Chongqing, a city in China’s Sichuan province, is growing at a phenomenal rate, and Winchester describes it as "utterly filthy".
But he also says the Chinese Government has come to realise the pollution in the city is bad for its citizens, and they’re rapidly doing something about it.
"[In] the last 20 years, development has been absolutely central and now they’ve realised it’s gone too far," he said.
"They’ve got a long way to go, they’re capable and they will [fix it]. It’s not development at any cost any more."
The future of communism
China will never embrace democracy, Winchester says.
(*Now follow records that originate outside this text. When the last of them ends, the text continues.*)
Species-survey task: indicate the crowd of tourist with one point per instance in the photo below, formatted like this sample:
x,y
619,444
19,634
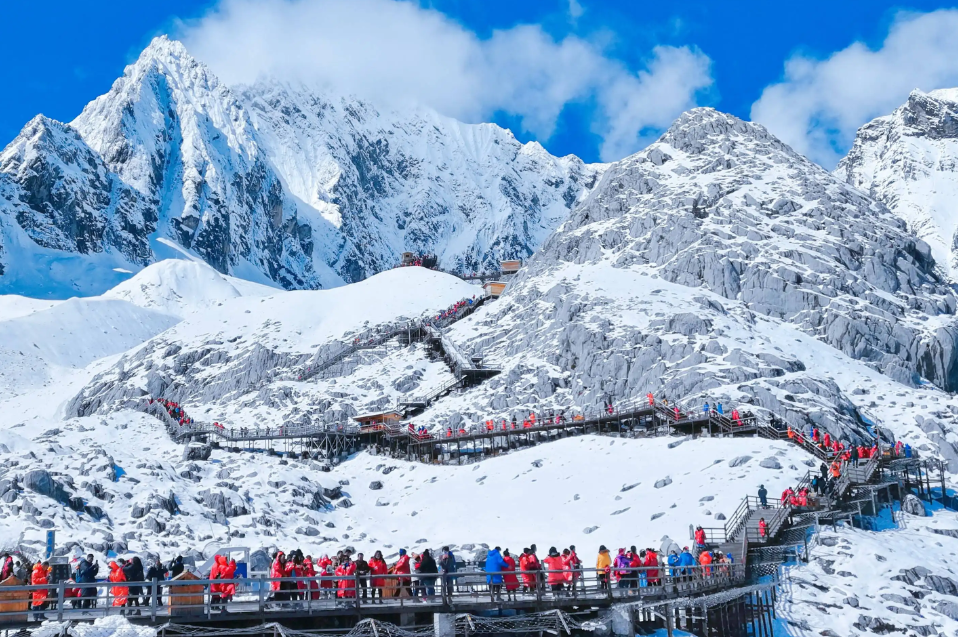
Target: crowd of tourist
x,y
295,576
174,410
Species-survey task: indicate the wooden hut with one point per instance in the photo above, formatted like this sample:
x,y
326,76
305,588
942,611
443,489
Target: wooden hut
x,y
510,266
377,421
185,599
494,289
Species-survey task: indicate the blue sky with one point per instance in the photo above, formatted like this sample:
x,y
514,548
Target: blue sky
x,y
71,52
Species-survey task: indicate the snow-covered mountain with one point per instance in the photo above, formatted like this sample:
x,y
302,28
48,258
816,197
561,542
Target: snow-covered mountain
x,y
719,264
266,182
716,265
909,161
393,181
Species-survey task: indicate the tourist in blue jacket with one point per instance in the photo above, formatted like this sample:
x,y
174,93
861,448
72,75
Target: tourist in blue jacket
x,y
495,565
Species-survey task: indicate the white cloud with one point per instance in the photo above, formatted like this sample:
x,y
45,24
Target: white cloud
x,y
390,51
575,9
820,104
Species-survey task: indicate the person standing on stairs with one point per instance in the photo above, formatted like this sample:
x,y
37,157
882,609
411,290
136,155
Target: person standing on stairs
x,y
603,566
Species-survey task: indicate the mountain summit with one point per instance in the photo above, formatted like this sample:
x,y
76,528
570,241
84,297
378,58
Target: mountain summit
x,y
271,182
909,161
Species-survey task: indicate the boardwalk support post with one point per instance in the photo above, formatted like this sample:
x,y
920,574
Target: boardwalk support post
x,y
444,624
621,621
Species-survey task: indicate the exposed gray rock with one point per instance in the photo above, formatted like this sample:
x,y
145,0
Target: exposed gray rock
x,y
153,525
948,609
913,506
40,481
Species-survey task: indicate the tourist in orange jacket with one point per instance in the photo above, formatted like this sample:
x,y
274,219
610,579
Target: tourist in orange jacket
x,y
40,576
556,570
377,567
120,593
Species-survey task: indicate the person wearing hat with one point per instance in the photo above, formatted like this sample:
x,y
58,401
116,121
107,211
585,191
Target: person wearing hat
x,y
686,561
603,565
402,568
556,570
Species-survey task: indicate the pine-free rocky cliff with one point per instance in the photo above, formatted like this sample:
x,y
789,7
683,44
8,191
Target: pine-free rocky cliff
x,y
270,182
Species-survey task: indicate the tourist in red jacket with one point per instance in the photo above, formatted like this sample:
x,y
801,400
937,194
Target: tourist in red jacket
x,y
556,570
377,567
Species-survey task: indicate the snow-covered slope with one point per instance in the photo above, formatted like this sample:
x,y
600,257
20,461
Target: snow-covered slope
x,y
119,465
717,265
181,287
269,182
239,360
901,580
413,180
46,344
909,161
175,134
721,265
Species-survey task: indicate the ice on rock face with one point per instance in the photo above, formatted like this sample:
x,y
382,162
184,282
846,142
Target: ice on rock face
x,y
908,160
269,182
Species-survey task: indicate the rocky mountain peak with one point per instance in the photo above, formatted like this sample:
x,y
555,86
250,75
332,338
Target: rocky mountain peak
x,y
699,128
908,160
722,205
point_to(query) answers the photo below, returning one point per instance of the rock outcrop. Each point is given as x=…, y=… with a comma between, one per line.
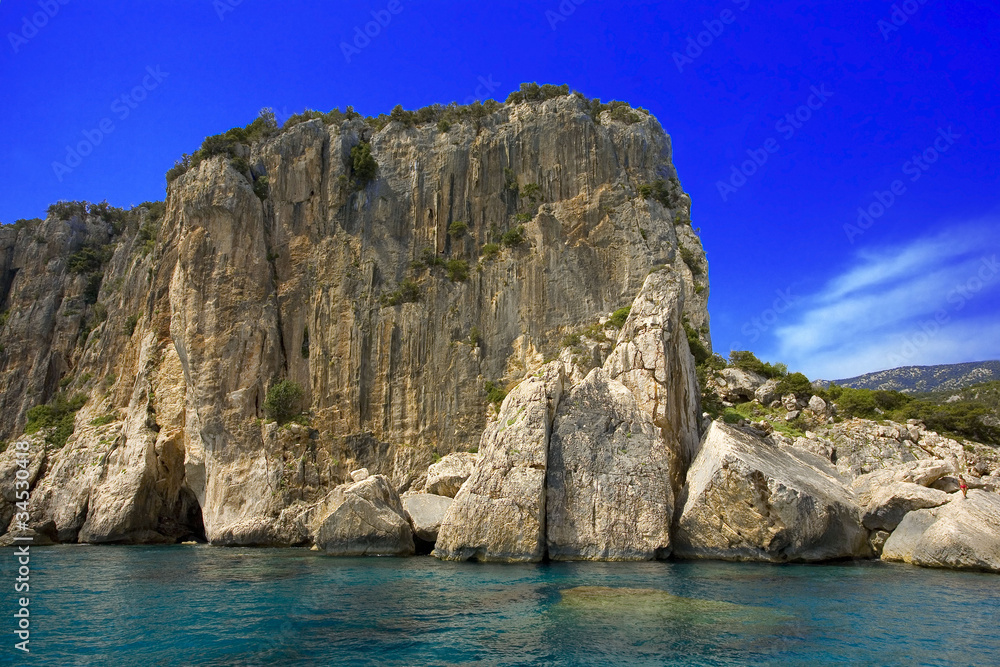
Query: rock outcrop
x=608, y=493
x=389, y=300
x=749, y=499
x=369, y=520
x=962, y=534
x=447, y=476
x=499, y=514
x=426, y=512
x=587, y=470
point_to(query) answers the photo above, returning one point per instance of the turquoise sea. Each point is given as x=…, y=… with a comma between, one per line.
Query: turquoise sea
x=187, y=605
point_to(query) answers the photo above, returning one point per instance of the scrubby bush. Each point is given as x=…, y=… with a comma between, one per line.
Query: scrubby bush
x=618, y=317
x=532, y=92
x=130, y=323
x=656, y=190
x=475, y=337
x=490, y=251
x=457, y=229
x=64, y=210
x=407, y=292
x=532, y=191
x=698, y=349
x=747, y=361
x=458, y=270
x=261, y=187
x=689, y=258
x=620, y=111
x=794, y=383
x=495, y=393
x=88, y=259
x=514, y=237
x=281, y=402
x=58, y=415
x=363, y=165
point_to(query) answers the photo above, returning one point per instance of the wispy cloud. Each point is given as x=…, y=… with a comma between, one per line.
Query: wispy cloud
x=930, y=301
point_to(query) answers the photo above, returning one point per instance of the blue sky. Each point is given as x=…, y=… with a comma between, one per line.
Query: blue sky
x=785, y=120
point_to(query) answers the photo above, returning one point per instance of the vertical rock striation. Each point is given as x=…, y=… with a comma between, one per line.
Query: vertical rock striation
x=282, y=264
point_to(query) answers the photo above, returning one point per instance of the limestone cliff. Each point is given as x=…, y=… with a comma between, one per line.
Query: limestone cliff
x=284, y=263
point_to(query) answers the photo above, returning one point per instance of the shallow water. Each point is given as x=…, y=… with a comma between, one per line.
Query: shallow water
x=216, y=606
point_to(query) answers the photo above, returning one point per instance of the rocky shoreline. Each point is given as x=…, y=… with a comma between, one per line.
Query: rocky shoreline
x=472, y=339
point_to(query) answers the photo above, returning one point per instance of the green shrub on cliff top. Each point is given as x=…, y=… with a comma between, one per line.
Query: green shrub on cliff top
x=617, y=319
x=748, y=361
x=363, y=164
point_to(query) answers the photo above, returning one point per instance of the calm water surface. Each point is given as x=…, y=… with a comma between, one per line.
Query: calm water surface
x=216, y=606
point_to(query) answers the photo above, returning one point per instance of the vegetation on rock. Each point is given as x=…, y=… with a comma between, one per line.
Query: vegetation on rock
x=58, y=417
x=282, y=400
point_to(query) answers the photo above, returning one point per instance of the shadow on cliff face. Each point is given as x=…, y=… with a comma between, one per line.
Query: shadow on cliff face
x=187, y=525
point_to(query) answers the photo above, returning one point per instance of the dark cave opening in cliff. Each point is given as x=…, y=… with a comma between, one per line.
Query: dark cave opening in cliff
x=188, y=524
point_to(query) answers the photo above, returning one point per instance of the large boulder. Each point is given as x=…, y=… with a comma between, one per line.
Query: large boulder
x=962, y=534
x=652, y=358
x=499, y=513
x=368, y=519
x=884, y=507
x=447, y=476
x=750, y=499
x=608, y=493
x=426, y=511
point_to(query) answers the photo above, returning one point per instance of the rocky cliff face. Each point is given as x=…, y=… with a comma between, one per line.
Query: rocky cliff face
x=173, y=330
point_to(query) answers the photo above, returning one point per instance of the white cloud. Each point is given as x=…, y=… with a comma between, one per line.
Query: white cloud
x=930, y=301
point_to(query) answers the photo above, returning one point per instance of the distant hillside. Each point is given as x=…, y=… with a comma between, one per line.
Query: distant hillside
x=912, y=379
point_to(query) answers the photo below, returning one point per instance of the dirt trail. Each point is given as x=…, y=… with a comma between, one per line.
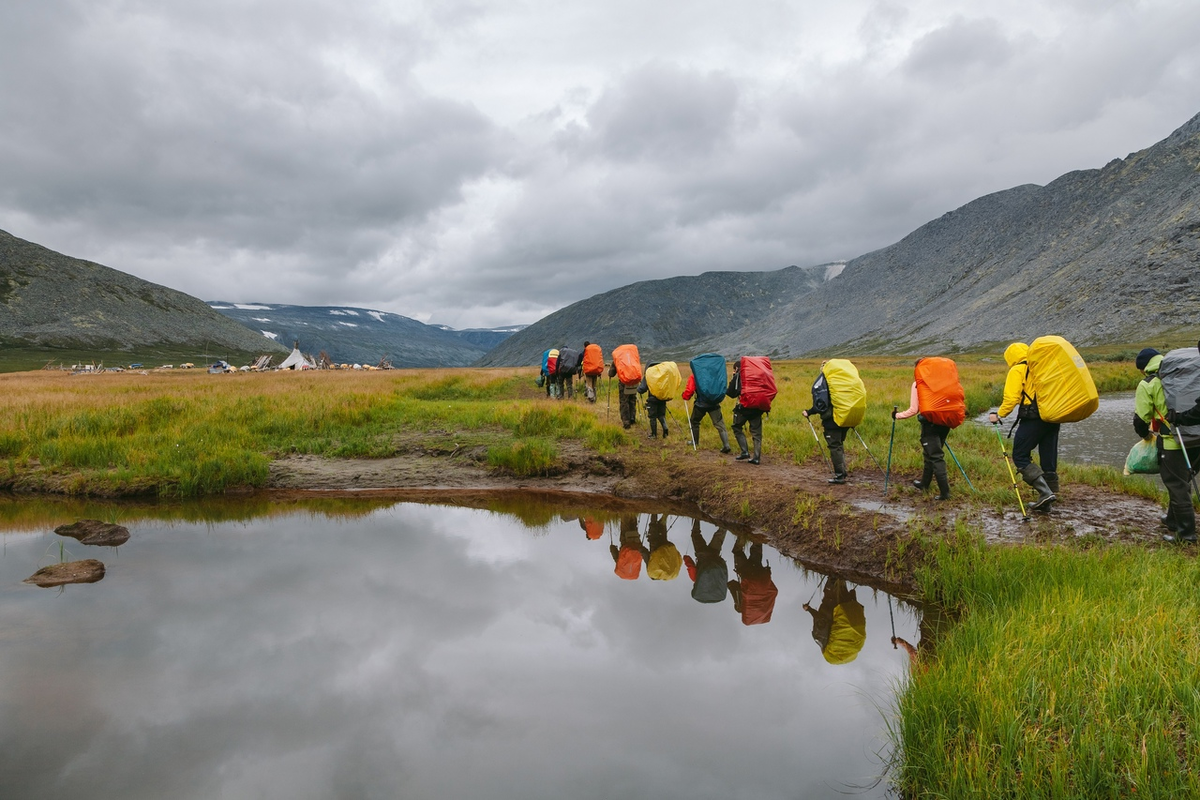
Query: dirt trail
x=849, y=529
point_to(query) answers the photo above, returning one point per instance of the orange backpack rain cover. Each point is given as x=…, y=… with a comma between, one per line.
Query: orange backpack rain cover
x=629, y=364
x=940, y=397
x=593, y=360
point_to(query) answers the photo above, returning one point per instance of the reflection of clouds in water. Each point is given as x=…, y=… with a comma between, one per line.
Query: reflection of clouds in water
x=306, y=657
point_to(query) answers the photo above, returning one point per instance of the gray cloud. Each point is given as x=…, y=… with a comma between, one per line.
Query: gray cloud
x=477, y=163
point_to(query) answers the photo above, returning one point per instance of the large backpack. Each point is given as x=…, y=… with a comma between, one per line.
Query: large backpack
x=629, y=364
x=1059, y=382
x=663, y=379
x=757, y=383
x=846, y=392
x=1180, y=373
x=708, y=371
x=940, y=397
x=593, y=360
x=568, y=361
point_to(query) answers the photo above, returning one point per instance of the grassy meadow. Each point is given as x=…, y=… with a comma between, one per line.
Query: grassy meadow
x=1072, y=672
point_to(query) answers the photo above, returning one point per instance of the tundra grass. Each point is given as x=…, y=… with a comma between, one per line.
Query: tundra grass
x=189, y=434
x=1069, y=674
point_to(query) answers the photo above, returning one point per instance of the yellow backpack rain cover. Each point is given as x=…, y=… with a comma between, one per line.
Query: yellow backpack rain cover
x=846, y=392
x=663, y=379
x=1060, y=382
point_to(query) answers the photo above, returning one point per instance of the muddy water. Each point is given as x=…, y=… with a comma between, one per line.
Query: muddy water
x=430, y=651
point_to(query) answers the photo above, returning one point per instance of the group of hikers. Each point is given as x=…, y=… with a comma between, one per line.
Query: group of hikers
x=1048, y=384
x=839, y=623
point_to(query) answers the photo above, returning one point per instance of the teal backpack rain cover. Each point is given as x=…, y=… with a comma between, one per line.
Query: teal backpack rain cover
x=708, y=370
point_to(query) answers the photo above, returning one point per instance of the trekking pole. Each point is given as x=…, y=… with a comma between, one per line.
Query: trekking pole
x=947, y=445
x=1187, y=459
x=691, y=434
x=887, y=474
x=823, y=457
x=893, y=624
x=1012, y=473
x=867, y=449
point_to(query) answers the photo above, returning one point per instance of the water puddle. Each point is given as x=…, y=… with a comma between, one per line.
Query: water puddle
x=397, y=649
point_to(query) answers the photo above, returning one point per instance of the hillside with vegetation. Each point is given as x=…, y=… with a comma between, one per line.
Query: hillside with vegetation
x=53, y=302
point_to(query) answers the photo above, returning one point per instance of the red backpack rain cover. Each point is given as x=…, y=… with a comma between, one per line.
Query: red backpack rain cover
x=757, y=383
x=940, y=396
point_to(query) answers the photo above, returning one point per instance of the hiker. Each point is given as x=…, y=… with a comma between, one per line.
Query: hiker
x=741, y=416
x=1031, y=431
x=564, y=372
x=708, y=571
x=627, y=368
x=705, y=401
x=839, y=626
x=935, y=426
x=655, y=408
x=834, y=433
x=663, y=560
x=591, y=367
x=631, y=553
x=754, y=591
x=1150, y=420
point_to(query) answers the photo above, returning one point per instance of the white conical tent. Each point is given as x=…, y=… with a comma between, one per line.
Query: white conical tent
x=297, y=361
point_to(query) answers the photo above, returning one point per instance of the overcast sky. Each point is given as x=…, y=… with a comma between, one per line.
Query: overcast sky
x=478, y=163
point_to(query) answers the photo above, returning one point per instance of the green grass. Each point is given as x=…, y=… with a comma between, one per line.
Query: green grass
x=1071, y=673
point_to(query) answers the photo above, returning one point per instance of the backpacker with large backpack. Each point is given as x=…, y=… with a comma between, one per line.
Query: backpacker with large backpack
x=845, y=391
x=940, y=396
x=708, y=372
x=664, y=380
x=568, y=361
x=757, y=383
x=1057, y=383
x=629, y=365
x=593, y=360
x=1180, y=373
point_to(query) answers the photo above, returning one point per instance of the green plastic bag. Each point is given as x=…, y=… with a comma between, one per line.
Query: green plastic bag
x=1143, y=458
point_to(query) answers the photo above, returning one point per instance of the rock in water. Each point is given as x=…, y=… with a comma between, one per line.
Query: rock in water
x=94, y=531
x=57, y=575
And he doesn’t necessarily want it to.
He says democracy may not be the best solution for many countries around the world.
"[They] want to resist the cultural domination of the world by America – the corporate culture, the McDonald’s culture," he said.
"China is saying ‘hold on, we have been in the world for a very much longer time than the US, and we think some of the things we can offer to the world should at least have a chance to impress you all’."
He says that there is a very real possibility that Confucianism could make a remarkable return in a hundred years’ time.
And Winchester, for one, would be in favour of that.
"It’s a big social shift but that’s what the Chinese mean, I think, by ‘we will conquer the world’," he said.
"We tend to be force-fed the idea that living in a democracy is something that we should aspire to, but the Chinese have managed to prosper pretty well.
"I think we may find that democracy is slightly pushed back by countries which are more rigidly paternalistic and perhaps not as free."